OBJECTIVE, MATERIAL AND METHODS: Based on current guidelines and clinical trials, neuropediatric and neurological experts developed recommendations for the treatment of nonambulatory DMD patients focusing on drug treatment of adults. This advisory board was sponsored by PTC Therapeutics, the distributers of the substance ataluren.

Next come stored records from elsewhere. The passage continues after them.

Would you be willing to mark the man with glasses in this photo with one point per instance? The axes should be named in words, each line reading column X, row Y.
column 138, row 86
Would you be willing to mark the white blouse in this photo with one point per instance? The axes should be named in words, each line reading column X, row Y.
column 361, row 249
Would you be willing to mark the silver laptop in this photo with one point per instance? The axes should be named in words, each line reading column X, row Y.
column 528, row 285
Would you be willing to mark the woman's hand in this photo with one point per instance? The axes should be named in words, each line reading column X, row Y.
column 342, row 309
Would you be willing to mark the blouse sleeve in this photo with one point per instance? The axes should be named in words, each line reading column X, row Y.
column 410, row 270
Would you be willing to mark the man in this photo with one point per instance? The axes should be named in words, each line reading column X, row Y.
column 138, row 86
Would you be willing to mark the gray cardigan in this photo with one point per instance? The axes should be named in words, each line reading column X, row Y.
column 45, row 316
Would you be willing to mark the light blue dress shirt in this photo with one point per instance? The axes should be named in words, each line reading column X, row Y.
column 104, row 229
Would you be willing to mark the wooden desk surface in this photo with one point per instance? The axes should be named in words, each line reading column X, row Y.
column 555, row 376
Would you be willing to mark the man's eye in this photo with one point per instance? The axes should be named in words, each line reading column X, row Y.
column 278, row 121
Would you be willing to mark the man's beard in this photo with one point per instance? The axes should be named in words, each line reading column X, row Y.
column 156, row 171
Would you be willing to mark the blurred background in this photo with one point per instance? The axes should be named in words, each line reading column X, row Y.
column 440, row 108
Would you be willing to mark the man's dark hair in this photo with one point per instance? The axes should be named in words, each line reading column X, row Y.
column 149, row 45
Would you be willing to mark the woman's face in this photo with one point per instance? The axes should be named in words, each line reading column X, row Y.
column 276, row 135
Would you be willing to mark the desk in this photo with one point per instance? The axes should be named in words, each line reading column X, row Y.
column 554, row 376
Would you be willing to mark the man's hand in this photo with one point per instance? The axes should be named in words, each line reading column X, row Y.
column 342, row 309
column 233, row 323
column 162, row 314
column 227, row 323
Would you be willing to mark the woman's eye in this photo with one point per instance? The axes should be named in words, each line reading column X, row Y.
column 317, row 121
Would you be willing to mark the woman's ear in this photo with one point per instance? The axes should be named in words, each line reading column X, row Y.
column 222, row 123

RESULTS AND CONCLUSION: Loss of ambulation is heterogeneously defined across clinical trials. Among others, the need of a wheelchair, ambulation without mobility aids or maximum walking distance can be suitable parameters for assessment. Treatment of DMD patients at any stage of the disease is based on supportive and symptomatic measures, which should be continued after loss of ambulation. In addition, disease-modifying drugs are available for the treatment of DMD and glucocorticoids are the usual standard of care treatment even beyond the loss of ambulation. Ataluren, a potentially dystrophin restorative, disease-modifying treatment, has been approved for patients with DMD due to a nonsense mutation (nmDMD), which applies to approximately 13% of DMD patients and is usually combined with steroids. Clinical data from the STRIDE registry demonstrated a delayed disease progression even after loss of ambulation. Currently, no reliable data are available for exon skipping approaches in adult DMD patients. The antioxidant idebenone could be an option in nonambulant adolescent patients not treated with glucocorticoids and without other therapeutic options. A combination treatment of idebenone and glucocorticoids is currently being investigated in a clinical trial. Add-on treatment with idebenone in addition to ataluren may be considered for nonambulant nmDMD patients. Some of the discussed treatment options are still in clinical trials or there are not enough data for older DMD patients; therefore, these expert recommendations correspond to evidence class IV.